I don't think so, in our case.  The mechanism that would trigger more IO
would be the lack of opportunity to elide multiple rewrites of the same
blocks that occur within the delay windows, and that situation just
doesn't come up in any significant way in our products.

We write to the card on the order of once every 10-180 seconds, usually
1 or 2 blocks updated, like appending a few lines to /var/log/messages
or saving a 900 byte config file.  About the biggest thing that ever
gets written at once is the compressed output of rotating a log file,
which means over the course of a second or two we write 20-50 kbytes,
then go back to nothing for many seconds.

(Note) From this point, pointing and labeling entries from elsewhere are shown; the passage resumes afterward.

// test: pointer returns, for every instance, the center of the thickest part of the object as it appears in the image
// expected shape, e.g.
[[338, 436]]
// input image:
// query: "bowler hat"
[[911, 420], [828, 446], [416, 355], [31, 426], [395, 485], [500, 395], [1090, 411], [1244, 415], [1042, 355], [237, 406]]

In other words, the point I was trying to make was that these numbers
are very much a special-case tuning based on carefully studying our
situation and needs, and they are NOT good numbers to "just try" on any
normal kind of system.  I mentioned them in the first place only in
conjuction with some idle speculation that maybe they accidentally cause
better responsiveness on those systems (which is something I've noticed
if I'm doing something unusual like untarring a file or other developer
type stuff), and if so, maybe there's a clue there about the nature of
the unresponsiveness.

> To avoid the potential problem of lost config changes, could you put a
> wrapper around the editor to fsync the config file?
> 

It's not a "the editor" situation.  Anything written to the sd card we
want to get flushed out to the card "pretty quickly" regardless of what
the source of the write is.  We used to define "pretty quickly" as
"mount with option sync" and then we decided that a couple seconds of
latency was acceptable.  Given that the write latency exists only as an
opportunity for optimizations that generally just can't occur in our
workload, long delays were all downside for us.